6. The method of claim 1, wherein step (c) includes the step of epitaxially growing the output mirror.

7. The method of claim 1, wherein step (c) includes the step of depositing a plurality of dielectric films to form the output mirror.

8. The method of claim 1, wherein step (d) includes the step of adhering a sapphire crystal with an optically transparent epoxy to the output mirror.

9. The method of claim 1, wherein step (d) includes the step of adhering a sapphire crystal to the output mirror using wafer bonding.

10. The method of claim 1, wherein step (g) includes the step of depositing a thin metallic film.

11. An electron beam pumped semiconductor laser screen comprising:

an output mirror; a gain region having a first surface adjacent the output mirror, the gain region formed from an indium gallium aluminum arsenide phosphide (InGaAlAsP) material system; and a metallic mirror attached to a second surface of the gain region.

12. The electron beam pumped semiconductor laser of claim 11, further including an output window bonded to the output mirror.

13. The electron beam pumped semiconductor laser of claim 11, wherein the output window is formed of a sapphire crystal.

14. The electron beam pumped semiconductor laser of claim 13 , further including a transparent optical epoxy to bond the output mirror to the sapphire crystal .

15. The electron beam pumped semiconductor laser of claim 11, wherein the gain region includes a quantum well .

16. The electron beam pumped semiconductor laser of claim 11, wherein the gain region includes a multiple, isolated, strained quantum well structure.

17. The electron beam pumped semiconductor laser of claim 16, wherein the gain region lases in a red region of an optical spectrum.

18. The electron beam pumped semiconductor laser of claim 11, wherein the metallic mirror is made from a metal selected from the group of aluminum and silver.

19. The electron beam pumped semiconductor laser of claim 17, wherein the metallic mirror has a thickness no greater than 100 nanometers.

20. A method for creating an electron beam pumped semiconductor laser screen comprising:

(a) growing an etch stop layer on a substrate;

(b) growing an active region on the etch stop layer;

(c) forming an output mirror on the active region;

(d) removing the substrate and the etch stop layer; and

(f) forming an input mirror over the active region where the etch stop layer was located.
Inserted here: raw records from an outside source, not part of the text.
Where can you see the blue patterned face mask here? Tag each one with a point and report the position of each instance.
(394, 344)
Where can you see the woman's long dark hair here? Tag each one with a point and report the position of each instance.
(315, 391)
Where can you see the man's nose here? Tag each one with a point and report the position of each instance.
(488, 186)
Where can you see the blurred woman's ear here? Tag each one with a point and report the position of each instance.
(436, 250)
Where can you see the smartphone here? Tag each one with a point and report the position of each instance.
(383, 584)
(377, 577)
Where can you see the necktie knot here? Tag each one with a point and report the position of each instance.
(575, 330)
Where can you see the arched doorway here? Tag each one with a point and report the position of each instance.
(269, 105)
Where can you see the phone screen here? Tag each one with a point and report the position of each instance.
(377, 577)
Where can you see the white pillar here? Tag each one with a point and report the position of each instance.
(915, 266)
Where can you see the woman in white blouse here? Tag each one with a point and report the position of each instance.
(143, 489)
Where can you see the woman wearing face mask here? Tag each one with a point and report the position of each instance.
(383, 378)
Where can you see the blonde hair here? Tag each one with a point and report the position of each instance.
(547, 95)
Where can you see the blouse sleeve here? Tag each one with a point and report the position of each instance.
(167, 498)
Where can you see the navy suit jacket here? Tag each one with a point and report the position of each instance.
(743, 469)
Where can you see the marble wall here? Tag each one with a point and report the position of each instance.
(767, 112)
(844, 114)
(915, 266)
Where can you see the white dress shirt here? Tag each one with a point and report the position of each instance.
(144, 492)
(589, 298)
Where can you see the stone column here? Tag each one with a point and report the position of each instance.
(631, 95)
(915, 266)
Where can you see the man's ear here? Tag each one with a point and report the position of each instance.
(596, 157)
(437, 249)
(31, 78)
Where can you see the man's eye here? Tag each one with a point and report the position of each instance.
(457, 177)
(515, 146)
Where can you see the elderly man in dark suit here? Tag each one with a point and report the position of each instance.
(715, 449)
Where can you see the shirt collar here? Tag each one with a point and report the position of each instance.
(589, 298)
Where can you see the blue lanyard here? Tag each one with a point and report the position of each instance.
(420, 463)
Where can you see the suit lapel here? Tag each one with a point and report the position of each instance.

21. The method of claim 20, wherein step (b) includes the step of epitaxially growing a gallium aluminum indium anfimonide arsenide material system.

22. The method of claim 20, wherein step (b) includes the step of epitaxially growing a mercury cadmium telluride material system.

23. The method of claim 20, wherein step (b) includes the step of epitaxially growing a cadmium zinc selenide sulfide material system.

24. The method of claim 20, wherein step (b) includes the step of epitaxially growing a zinc cadmium sulfide material system.

25. The method of claim 20, wherein step (b) includes the step of epitaxially growing a gallium aluminum nitride material system.

26. The product formed by the method of claim 20.